Width Difference in the B_s-bar{B_s} System

We use the heavy quark expansion to investigate the width difference $\Delta\Gamma_{B_s}$ between the $B_s$ mass eigenstates. The corrections of ${\cal O}(\Lambda_{QCD}/m_b)$ and ${\cal O}(m_s/m_b)$ to the leading order expression in the operator product expansion are derived and estimated to yield a sizable reduction of the leading result for $\Delta\Gamma_{B_s}$ by typically $30\%$. For completeness we also quantify small effects due to penguin operators and CKM suppressed contributions. Based on our results we discuss the prediction for $(\Delta\Gamma/\Gamma)_{B_s}$ with particular emphasis on theoretical uncertainties.
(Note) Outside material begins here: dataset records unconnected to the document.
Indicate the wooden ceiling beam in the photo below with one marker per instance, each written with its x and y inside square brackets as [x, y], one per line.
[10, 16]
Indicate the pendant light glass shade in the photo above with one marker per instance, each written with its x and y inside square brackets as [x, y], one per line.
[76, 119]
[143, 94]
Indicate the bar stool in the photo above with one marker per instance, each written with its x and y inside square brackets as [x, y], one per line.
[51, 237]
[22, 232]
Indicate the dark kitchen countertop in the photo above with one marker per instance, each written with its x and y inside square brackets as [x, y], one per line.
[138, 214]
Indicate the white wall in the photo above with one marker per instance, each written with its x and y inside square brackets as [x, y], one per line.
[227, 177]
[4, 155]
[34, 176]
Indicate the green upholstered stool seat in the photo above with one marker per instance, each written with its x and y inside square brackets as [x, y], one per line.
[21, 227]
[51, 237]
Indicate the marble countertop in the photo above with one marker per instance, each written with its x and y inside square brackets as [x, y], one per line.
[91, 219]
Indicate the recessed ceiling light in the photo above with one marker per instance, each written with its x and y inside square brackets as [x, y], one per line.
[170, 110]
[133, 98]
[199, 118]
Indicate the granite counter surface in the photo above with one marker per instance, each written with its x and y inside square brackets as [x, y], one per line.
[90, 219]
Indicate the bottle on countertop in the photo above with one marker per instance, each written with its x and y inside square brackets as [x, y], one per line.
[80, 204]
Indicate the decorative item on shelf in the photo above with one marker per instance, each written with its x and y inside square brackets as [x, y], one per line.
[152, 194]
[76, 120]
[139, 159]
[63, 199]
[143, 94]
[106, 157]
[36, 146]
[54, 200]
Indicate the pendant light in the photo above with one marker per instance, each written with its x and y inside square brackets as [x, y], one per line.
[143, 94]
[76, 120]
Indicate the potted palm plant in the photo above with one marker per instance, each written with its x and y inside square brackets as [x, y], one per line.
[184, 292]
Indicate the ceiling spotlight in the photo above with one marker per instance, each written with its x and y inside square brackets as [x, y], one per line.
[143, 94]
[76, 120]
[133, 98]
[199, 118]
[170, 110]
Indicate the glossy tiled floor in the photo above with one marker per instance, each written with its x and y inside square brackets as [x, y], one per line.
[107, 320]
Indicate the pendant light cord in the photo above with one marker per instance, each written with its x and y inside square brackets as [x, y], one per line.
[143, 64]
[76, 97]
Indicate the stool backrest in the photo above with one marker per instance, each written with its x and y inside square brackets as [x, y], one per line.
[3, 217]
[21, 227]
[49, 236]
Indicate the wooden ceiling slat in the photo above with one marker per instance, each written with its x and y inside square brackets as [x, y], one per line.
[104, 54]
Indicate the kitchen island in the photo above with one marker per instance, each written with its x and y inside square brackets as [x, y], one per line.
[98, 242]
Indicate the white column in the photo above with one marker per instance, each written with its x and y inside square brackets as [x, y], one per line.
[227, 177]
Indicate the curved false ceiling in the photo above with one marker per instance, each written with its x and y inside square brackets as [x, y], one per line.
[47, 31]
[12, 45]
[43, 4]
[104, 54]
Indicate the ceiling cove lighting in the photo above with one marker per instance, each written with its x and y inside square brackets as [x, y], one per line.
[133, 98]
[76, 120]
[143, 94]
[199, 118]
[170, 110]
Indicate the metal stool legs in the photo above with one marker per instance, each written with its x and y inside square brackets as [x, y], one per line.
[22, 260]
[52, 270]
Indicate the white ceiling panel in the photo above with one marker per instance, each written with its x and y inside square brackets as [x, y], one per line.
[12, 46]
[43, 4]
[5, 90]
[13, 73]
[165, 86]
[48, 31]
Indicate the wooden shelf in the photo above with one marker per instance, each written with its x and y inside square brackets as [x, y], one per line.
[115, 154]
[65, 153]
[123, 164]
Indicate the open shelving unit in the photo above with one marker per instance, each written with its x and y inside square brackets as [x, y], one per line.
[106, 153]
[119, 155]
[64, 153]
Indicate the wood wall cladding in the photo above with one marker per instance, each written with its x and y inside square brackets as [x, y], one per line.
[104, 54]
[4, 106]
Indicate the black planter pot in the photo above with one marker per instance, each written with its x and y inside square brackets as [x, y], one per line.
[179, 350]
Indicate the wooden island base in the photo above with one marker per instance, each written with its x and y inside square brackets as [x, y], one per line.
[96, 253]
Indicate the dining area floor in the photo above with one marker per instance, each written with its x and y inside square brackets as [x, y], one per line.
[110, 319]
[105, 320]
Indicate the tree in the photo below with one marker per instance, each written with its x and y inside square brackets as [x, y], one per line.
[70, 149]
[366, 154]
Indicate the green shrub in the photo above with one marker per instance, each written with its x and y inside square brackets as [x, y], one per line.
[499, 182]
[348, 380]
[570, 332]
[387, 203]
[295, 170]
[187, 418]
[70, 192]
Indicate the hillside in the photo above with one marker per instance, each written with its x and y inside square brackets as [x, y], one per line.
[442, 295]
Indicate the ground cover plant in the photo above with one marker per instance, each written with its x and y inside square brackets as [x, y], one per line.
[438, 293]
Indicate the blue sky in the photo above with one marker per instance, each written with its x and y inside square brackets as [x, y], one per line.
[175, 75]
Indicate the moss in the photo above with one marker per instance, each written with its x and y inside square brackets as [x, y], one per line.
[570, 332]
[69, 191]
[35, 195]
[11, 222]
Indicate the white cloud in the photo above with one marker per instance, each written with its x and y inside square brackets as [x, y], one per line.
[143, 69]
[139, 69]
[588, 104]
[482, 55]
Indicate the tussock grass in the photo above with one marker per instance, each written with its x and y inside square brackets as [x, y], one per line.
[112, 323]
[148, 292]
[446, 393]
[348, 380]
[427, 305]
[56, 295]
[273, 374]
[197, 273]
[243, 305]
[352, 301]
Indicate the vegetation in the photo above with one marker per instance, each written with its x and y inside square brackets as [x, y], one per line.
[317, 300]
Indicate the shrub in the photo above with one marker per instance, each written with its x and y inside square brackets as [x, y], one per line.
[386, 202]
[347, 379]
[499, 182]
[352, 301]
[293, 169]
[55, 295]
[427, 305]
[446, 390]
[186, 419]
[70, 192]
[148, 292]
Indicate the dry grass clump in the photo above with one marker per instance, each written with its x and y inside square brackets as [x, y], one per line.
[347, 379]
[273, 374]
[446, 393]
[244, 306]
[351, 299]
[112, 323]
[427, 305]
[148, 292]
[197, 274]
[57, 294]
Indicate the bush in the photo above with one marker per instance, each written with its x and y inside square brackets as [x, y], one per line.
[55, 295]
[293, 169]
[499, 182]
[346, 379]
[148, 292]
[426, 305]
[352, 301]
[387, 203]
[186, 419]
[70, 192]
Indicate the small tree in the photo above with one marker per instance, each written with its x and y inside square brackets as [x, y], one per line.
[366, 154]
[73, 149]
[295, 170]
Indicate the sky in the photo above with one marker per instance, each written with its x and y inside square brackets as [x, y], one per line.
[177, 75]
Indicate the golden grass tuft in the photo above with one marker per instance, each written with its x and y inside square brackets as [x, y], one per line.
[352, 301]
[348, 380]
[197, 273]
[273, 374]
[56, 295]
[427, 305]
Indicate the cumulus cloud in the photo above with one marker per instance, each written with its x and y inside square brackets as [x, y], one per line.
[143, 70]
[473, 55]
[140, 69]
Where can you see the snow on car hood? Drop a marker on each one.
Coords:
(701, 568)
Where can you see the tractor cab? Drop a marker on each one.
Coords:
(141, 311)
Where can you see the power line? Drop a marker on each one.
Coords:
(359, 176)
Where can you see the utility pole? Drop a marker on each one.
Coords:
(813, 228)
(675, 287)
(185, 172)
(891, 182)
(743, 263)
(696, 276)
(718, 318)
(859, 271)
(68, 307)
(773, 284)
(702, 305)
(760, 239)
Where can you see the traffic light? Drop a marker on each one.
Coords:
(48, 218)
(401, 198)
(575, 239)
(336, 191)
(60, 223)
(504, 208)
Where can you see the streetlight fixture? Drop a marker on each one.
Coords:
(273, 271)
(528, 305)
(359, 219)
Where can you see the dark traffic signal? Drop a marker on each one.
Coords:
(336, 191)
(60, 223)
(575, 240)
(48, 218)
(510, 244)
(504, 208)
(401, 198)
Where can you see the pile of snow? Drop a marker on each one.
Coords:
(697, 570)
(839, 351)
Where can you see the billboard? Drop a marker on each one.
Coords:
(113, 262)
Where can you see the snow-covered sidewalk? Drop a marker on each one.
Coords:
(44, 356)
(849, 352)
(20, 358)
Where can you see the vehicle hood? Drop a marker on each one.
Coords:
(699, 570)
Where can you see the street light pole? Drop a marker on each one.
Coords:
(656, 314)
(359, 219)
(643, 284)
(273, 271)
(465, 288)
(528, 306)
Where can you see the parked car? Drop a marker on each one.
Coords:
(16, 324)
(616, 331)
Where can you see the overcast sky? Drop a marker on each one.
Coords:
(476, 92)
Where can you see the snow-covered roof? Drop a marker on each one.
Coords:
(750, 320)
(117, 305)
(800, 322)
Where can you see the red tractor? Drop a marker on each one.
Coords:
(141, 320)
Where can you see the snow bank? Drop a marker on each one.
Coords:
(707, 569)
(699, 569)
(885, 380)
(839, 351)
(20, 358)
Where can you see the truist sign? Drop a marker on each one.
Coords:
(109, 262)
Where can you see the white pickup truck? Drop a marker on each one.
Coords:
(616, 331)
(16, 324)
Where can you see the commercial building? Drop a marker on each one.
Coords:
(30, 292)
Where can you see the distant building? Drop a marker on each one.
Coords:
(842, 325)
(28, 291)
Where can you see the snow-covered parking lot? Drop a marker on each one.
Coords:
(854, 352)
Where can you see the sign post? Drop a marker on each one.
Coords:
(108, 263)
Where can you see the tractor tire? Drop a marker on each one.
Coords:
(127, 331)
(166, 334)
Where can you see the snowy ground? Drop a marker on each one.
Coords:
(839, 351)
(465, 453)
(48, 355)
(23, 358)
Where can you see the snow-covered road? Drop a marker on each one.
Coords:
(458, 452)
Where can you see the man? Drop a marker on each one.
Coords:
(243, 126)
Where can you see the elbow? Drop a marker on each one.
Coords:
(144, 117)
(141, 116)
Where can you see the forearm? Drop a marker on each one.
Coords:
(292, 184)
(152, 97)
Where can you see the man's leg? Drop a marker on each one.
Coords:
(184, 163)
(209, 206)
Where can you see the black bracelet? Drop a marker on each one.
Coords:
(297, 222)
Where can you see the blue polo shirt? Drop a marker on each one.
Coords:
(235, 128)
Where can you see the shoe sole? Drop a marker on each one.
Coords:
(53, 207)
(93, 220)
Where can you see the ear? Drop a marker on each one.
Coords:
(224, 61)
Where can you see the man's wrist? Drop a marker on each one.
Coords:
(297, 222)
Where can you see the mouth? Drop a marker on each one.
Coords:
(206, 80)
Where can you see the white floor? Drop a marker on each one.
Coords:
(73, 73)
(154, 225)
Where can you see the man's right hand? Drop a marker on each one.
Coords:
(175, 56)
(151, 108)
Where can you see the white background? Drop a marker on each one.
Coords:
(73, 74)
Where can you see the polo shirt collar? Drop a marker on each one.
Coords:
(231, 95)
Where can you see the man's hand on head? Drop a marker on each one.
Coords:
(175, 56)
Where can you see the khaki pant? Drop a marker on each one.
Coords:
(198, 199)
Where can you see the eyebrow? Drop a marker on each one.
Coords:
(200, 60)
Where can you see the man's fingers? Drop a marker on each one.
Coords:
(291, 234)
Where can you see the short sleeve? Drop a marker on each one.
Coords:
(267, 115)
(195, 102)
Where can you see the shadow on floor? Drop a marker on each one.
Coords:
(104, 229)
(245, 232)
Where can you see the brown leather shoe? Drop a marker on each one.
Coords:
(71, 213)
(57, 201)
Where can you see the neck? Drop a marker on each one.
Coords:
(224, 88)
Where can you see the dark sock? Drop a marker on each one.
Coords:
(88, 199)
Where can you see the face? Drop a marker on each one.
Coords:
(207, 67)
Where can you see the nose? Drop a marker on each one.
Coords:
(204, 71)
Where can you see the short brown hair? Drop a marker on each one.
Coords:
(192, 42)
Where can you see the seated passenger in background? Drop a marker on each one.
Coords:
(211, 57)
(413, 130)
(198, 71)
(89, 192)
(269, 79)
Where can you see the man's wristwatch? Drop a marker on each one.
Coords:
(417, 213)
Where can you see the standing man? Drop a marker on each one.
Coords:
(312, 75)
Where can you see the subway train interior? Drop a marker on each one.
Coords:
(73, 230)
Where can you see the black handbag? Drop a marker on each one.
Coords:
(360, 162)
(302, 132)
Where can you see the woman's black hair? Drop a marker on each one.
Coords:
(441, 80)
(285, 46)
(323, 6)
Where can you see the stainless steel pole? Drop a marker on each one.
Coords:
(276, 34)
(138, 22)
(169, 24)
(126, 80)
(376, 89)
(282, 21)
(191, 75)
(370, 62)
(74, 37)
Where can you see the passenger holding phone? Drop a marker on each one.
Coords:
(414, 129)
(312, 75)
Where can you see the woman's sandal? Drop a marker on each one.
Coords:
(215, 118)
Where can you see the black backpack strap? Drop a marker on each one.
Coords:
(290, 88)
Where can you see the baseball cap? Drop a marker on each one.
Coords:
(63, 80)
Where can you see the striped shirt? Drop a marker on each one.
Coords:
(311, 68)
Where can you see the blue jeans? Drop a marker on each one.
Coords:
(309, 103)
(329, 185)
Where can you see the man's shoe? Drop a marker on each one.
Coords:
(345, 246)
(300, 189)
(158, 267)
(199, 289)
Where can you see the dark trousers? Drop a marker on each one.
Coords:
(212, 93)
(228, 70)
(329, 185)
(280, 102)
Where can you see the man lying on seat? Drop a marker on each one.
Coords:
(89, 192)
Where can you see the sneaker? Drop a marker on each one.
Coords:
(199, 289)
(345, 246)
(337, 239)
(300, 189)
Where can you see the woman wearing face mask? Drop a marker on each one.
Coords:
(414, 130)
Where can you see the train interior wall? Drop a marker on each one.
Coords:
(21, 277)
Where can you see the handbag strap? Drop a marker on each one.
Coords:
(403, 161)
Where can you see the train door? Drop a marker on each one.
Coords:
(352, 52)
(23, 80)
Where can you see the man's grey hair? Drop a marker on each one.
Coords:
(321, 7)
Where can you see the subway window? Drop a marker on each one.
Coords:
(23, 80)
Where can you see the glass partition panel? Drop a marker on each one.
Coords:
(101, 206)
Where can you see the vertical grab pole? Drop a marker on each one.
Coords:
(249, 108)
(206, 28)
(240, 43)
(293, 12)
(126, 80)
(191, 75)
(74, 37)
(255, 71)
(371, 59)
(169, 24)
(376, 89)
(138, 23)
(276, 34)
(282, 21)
We find $(\Delta\Gamma/\Gamma)_{B_s}=0.16^{+0.11}_{-0.09}$, where the large error is dominated by the uncertainty in hadronic matrix elements. An accuracy of about $10\%$ in $(\Delta\Gamma/\Gamma)_{B_s}$ should be within reach, assuming continuing progress in lattice calculations. In addition we address phenomenological issues and implications of a $\Delta\Gamma_{B_s}$ measurement for constraints on $\Delta M_{B_s}$ and CKM parameters. We further consider in some detail the lifetime ratio $\tau(B_s)/\tau(B_d)$ and estimate that, most likely, $|\tau(B_s)/\tau(B_d)-1|<1\%$.